Lincoln's Gettysburg Address
dated
November 19, 1863 on the battlefield near Gettysburg, Pennsylvania, USA

Four score and seven years ago, our fathers brought forth upon this continent a  new nation: conceived in liberty, and dedicated to the proposition that all men  are created equal.
Now we are engaged in a great civil war. . .testing whether that nation, or  any nation so conceived and so dedicated. . . can long endure. We are met on a  great battlefield of that war.
We have come to dedicate a portion of that field as a final resting place for  those who here gave their lives that that nation might live. It is altogether  fitting and proper that we should do this.
But, in a larger sense, we cannot dedicate. . .we cannot consecrate. . . we  cannot hallow this ground. The brave men, living and dead, who struggled here  have consecrated it, far above our poor power to add or detract. The world will  little note, nor long remember, what we say here, but it can never forget what  they did here.
It is for us the living, rather, to be dedicated here to the unfinished work  which they who fought here have thus far so nobly advanced.
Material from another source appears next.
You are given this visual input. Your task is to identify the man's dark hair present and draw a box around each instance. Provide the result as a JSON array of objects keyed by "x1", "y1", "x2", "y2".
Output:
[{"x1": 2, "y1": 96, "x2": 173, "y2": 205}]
It is rather for us  to be here dedicated to the great task remaining before us. . .that from these  honored dead we take increased devotion to that cause for which they gave the  last full measure of devotion. . . that we here highly resolve that these dead  shall not have died in vain. . . that this nation, under God, shall have a new  birth of freedom. . . and that government of the people. . .by the people. .  .for the people. . . shall not perish from the earth.